Sadly, if we persist in our mission to become publicans, we will be rejected by certain ‘premium shoppers.’ Some of our current ‘members’ will prefer to eat and drink in the coffee lounges, bistros and plush wine bars. Cafeterias and pubic houses are not some peoples venues of choice.

Perhaps Saint Benedict (who the Church remembers this week – the 11th July) can offerrealism and comfort to all who aspire to become innkeepers: 

‘The greatest care should be taken to give a warm reception to the poor and pilgrims, because it is them ABOVE ALL OTHERS that Christ is welcomed. As for the rich they have a way of exacting respect through the very fear inspired by the power they yield,’ (Chapter 53, Rule of Benedict).

Now, I am not suggesting that ‘the rich’ are all bad folk (clearly they / we aren’t), but I am suggesting that the church shouldn’t be impressed by wealth per se and, that the financially well off need to make sure that they remain poor in spirit, otherwise it is almost impossible to stand in solidarity with all people and that one way of expressing solidarity and love is by going down the metaphorical pub! 

So here are the challenges:

How comfortable are you with the metaphors of the inn and the innkeeper?

How do you feel about, potentially, losing some of your existing church members as the church becomes increasingly pub-like?


Pondering the Ministry of Healing (and curing)

Inspired by an excellent sermon on healing by my colleague Rev’d Jim Gorringe, a Methodist ‘by ordination’ but, an ecumenist ‘by inclination’, I thought I would offer a few brief thoughts on the Ministry of Healing.

It seems to me that the Church and its ministers are mandated to provide such a ministry. Why wouldn’t we want to in any case for surely healing testifies to love?

But, perhaps here is the nub of the issue: is there a difference between healing and curing and, do we frequently get the two mixed up?

Let’s start with some ‘definitions.’

Maybe the ‘molecular structure’ of healing is made up of reconciliation, to a particular circumstance or relationship plus, the potential for personal, spiritual and relational growth, irrespective of whether the symptoms of the ‘illness’ or ‘disability,’ persist.

Cure, by contrast, might be considered to be the removal, or reduction of, symptoms associated with the dis-ease. (Deliberate spelling mistake, as I am trying to stress a lack of ease / reconciliation).
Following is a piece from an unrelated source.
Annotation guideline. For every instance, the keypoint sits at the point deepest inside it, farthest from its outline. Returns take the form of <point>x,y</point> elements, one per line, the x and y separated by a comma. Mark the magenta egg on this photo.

Using these two definitions we can see that:

It is perfectly possible to be healed without being cured

It is also perfectly possible to be cured without being healed!

However I suspect that the Bible allows us to identify two other theological truths:

Healing and cure are related but not necessarily synonymous

Healing may lead to cure and, vice-versa

Looking at the gospel stories it is easy to identify cases where people were cured by Jesus, without being healed. Think of the examples of individuals who experienced the complete removal of physical symptoms and were then instructed by Jesus to remain exactly where they were and reflect (do a Theore0) on the magnitude of their encounter with Christ. Sadly, despite being cured, their very next act was one of disobedience; cured yes, but, healed, definitely not!

Perhaps the best example is that of the ten lepers, all of who were cured, but only one of them was healed (Luke 11, 17-19). Listen to the words of Jesus to the one who returned to thank Jesus (go on try and imagine you really are listening to the words of Jesus!):

17 Then Jesus asked, ‘Were not ten made clean? But the other nine, where are they? 18 Was none of them found to return and give praise to God except this foreigner?’ 19 Then he said to him, ‘Get up and go on your way; your faith has made you well.’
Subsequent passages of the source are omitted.